A picture is worth 1000 words
A picture is worth 1000 words … or so they say.
I recently participated in an interview for an academic study on care and vulnerability among academics. When asked about where I draw the line with what I share, two things came to mind. First was in areas around sexuality, and second was with pictures of my breasts. I’ve struggled with both, in part because I think there are things that need to be said, and would be valuable for others going through breast cancer to hear – but there are still limits to what even I am willing to share publicly on the internet.
That being said, a friend is about to go through the same kind of reconstruction surgery that I went through. When we talked about it, I was able to show her some photos that were on my phone. These were a great help to her. She was comforted by my success stories, as most of what she had seen were the horror stories.
When I was at the ed tech conference in Texas a couple weeks ago, there were a few people that I showed pictures to. Again, this was in part to help them better understand what was involved. It was a sharing that helped to deepen our relationship.
I have struggled with how I could share pictures in a way that was not so public as this site, but would allow me to still share them with people who want to see them. I thought about putting them into an ebook behind a paywall – so only those who paid for them would see them, but that didn’t really seem to address my concern. Part of it is, I want to know who has seen them. Even if the person is a complete stranger, I still want to know who they are. It is because the sharing of such pictures is sharing an intimacy (note that the pictures do not involve face or groin (except one or two) – that is intentional. They show the scars and the wounds in a more objective manner. They help the viewer better appreciate what the surgeries entailed. They help the viewers better prepare (or empathize). But they also serve to deepen the relationship between me and the person viewing the images.

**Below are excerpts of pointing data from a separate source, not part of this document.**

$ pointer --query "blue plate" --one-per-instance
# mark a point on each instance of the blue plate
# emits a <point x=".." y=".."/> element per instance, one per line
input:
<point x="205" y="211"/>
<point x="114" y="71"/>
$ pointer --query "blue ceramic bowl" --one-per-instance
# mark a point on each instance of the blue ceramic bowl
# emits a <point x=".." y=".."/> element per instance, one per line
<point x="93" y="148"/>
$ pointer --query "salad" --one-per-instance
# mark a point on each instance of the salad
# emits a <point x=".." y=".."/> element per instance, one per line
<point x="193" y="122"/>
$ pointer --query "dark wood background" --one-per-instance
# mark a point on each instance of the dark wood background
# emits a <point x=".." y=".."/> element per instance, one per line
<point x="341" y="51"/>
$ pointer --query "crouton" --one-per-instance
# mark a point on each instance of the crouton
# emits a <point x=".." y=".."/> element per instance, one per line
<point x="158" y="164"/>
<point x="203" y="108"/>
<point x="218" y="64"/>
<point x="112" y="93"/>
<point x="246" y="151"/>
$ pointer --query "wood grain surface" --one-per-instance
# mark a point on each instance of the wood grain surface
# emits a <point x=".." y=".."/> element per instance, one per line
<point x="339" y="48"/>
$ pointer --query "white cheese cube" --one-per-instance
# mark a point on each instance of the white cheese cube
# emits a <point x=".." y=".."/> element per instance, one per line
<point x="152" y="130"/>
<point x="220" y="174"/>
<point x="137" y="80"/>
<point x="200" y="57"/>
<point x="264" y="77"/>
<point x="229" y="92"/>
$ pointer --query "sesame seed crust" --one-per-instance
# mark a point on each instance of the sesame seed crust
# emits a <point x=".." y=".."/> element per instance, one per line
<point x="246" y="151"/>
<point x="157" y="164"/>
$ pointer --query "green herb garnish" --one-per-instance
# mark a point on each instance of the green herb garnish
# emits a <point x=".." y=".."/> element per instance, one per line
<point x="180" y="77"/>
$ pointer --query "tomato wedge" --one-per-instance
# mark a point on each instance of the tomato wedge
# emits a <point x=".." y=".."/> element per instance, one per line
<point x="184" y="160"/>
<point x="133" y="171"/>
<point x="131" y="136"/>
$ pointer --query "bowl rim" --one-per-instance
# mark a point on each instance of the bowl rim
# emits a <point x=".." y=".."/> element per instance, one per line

With that said, if you are reading my blog for whatever reason, and you do want to see the pictures of my wounds (photos taken almost daily from my first surgery through to mostly healing of my scars), then please email me (firstname.lastname@example.org). I will not post a link here. I will not post the password here. I will, however, share with those who read this blog and want to know me on a deeper level – or who want to better understand the outcomes of the surgery that I had. Just send me a note to let me know a little something about you, so that I know I’m not sharing my photos with someone who will publicly display them or exploit them in any way. Because, sometimes a picture (or in this case a series of pictures) is worth more than 1000 words.
Good solution Rebecca. We can only share so much of ourselves and sometimes I feel like being cared for at a University hospital and displayed for training, I’ve shown enough. Seeing my scars, if it’s helpful, makes a difference but not for some abstract and impersonal purpose.
Remembering how helpless and dependent I was comes along with the scars too. Does that set my recovery back somehow? It might.